Even on the few cases when
prosecutors were willing to seek indictment or otherwise charge police officers
for fatal shootings, getting convictions was difficult.
Oscar Grant was shot by BART
Police Officer Johannes Mehserle on New Year’s Day 2009. Officers detained Mr.
Grant and others on the platform of the BART station. Officer Mehserle stood
and said, “Get back, I’m gonna Tase him.” Then, the officer drew his pistol and
shot Mr. Grant in the back. Mr. Grant, unarmed, was pronounced dead the next
day. This event was captured on video and widely disseminated.
In 2010, Mr. Mehserle was charged
with murder, and he resigned his position. In July, the jury returned a verdict
of not guilty of second-degree murder and voluntary manslaughter. He would be
found guilty of involuntary manslaughter and was sentenced to two years and
released in June of 2011, having served 11 months.
These types of decisions
represented conventional wisdom at the time. Even when prosecutors were
inclined to charge police officers with crimes, they feared juries would side
with the police.
However, an Atlantic article this
week finds that, over the past five months, 14 police officers have been
charged in on-duty killings – a rate that represents five times the previous
rate for charging.
This week, a judge ordered
Albuquerque officers to stand trial for killing a homeless man as he appeared
to surrender. The same day, “two former East Point police officers were
indicted on charges that they murdered a 24-year-old father by repeatedly using
their Tasers on him while he was handcuffed and sitting in a creek,” the
Atlanta Journal Constitution reported.
On Monday, the Washington Post
reported that a “former Fairfax County police officer was charged with
second-degree murder, nearly two years after he shot an unarmed Springfield man
who stood with his hands raised in the doorway of his home.”

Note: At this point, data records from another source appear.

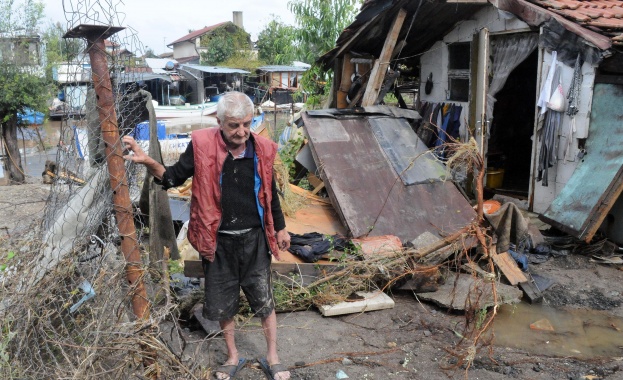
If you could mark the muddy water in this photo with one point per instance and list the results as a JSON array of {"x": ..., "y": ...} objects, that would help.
[{"x": 578, "y": 333}]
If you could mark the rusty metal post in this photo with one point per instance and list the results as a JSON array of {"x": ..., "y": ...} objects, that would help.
[{"x": 95, "y": 36}]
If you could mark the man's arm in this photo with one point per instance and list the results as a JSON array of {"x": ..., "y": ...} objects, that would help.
[
  {"x": 138, "y": 156},
  {"x": 283, "y": 237}
]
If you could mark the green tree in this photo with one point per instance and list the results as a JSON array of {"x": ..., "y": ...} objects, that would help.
[
  {"x": 276, "y": 43},
  {"x": 220, "y": 49},
  {"x": 22, "y": 84},
  {"x": 59, "y": 49},
  {"x": 319, "y": 24}
]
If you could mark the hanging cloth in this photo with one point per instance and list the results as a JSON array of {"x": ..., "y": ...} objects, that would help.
[
  {"x": 573, "y": 108},
  {"x": 549, "y": 134},
  {"x": 546, "y": 89}
]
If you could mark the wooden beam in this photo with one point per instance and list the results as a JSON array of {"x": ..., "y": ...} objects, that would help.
[
  {"x": 381, "y": 64},
  {"x": 347, "y": 71},
  {"x": 508, "y": 267}
]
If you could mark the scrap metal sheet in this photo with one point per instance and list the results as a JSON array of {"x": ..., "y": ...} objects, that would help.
[
  {"x": 366, "y": 191},
  {"x": 596, "y": 183},
  {"x": 409, "y": 156}
]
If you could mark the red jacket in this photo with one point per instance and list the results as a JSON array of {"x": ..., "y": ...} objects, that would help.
[{"x": 210, "y": 153}]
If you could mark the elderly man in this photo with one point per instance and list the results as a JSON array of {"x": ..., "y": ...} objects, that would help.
[{"x": 236, "y": 221}]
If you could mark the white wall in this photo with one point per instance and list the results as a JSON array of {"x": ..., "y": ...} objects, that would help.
[
  {"x": 184, "y": 49},
  {"x": 436, "y": 61}
]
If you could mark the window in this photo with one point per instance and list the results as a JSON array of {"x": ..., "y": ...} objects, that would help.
[{"x": 458, "y": 71}]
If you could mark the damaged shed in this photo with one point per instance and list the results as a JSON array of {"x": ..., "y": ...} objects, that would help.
[{"x": 537, "y": 84}]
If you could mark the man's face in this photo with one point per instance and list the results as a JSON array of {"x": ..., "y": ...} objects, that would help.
[{"x": 236, "y": 131}]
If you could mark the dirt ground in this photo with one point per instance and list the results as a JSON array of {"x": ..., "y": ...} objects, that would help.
[{"x": 410, "y": 341}]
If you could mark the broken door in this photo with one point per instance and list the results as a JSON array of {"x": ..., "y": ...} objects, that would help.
[
  {"x": 380, "y": 176},
  {"x": 581, "y": 206}
]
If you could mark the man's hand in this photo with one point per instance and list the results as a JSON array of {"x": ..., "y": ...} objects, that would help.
[
  {"x": 283, "y": 240},
  {"x": 136, "y": 153}
]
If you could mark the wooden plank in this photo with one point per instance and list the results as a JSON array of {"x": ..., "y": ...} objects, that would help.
[
  {"x": 508, "y": 267},
  {"x": 348, "y": 68},
  {"x": 369, "y": 302},
  {"x": 194, "y": 268},
  {"x": 586, "y": 199},
  {"x": 380, "y": 66}
]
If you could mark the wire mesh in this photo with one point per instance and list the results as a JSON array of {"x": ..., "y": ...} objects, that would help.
[{"x": 67, "y": 306}]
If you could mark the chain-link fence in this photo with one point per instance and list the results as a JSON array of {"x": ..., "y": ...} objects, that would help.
[{"x": 77, "y": 304}]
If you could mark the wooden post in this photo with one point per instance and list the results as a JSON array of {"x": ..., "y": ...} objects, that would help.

In July we had the prosecution of
Ray Tensing for the killing of Samuel DuBose, in June Michael Slager was
charged with the killing of Walter Scott, and in May six officers were indicted
on homicide charges connected to the death of Freddie Gray.
The Washington Post cataloguing
of police murders found that “American police officers kill orders of magnitude
more people than their counterparts in other western democracies.” The Atlantic
reports that “the number of U.S. cops arrested for killingsin the last five
months exceeds the total number of people shot and killed by cops in England
going back five years. This is particularly extraordinary, given how reluctant
many U.S. prosecutors are to file charges against police, and how much
deference police reports are given in the absence of video or forensic
evidence, like a bullet in the back, that blatantly contradicts their story.”
In a seven-year period ending in
2011, just 41 officers were charged in connection with on-duty shootings, the
Wall Street Journal reported in 2014, citing research by Philip Stinson, an
assistant professor of criminal justice at Bowling Green State University.
“That figure works out to an average of 5.8 officers charged per year, but
excludes officers charged in non-shooting deaths.”
The Atlantic notes, “And while it
may be that the five-month period we’re in now will look like just an unusual
cluster, if the rate at which cops are indicted for killings continues at this
pace, then we’re witnessing a sharp disjuncture with the recent past.”
If this trend continues, then it
would appear that the protests and awareness brought by the #Blacklivesmatter
movement will have led to policy change. If it reverts, then it will just have
been a momentary blip, soon forgotten.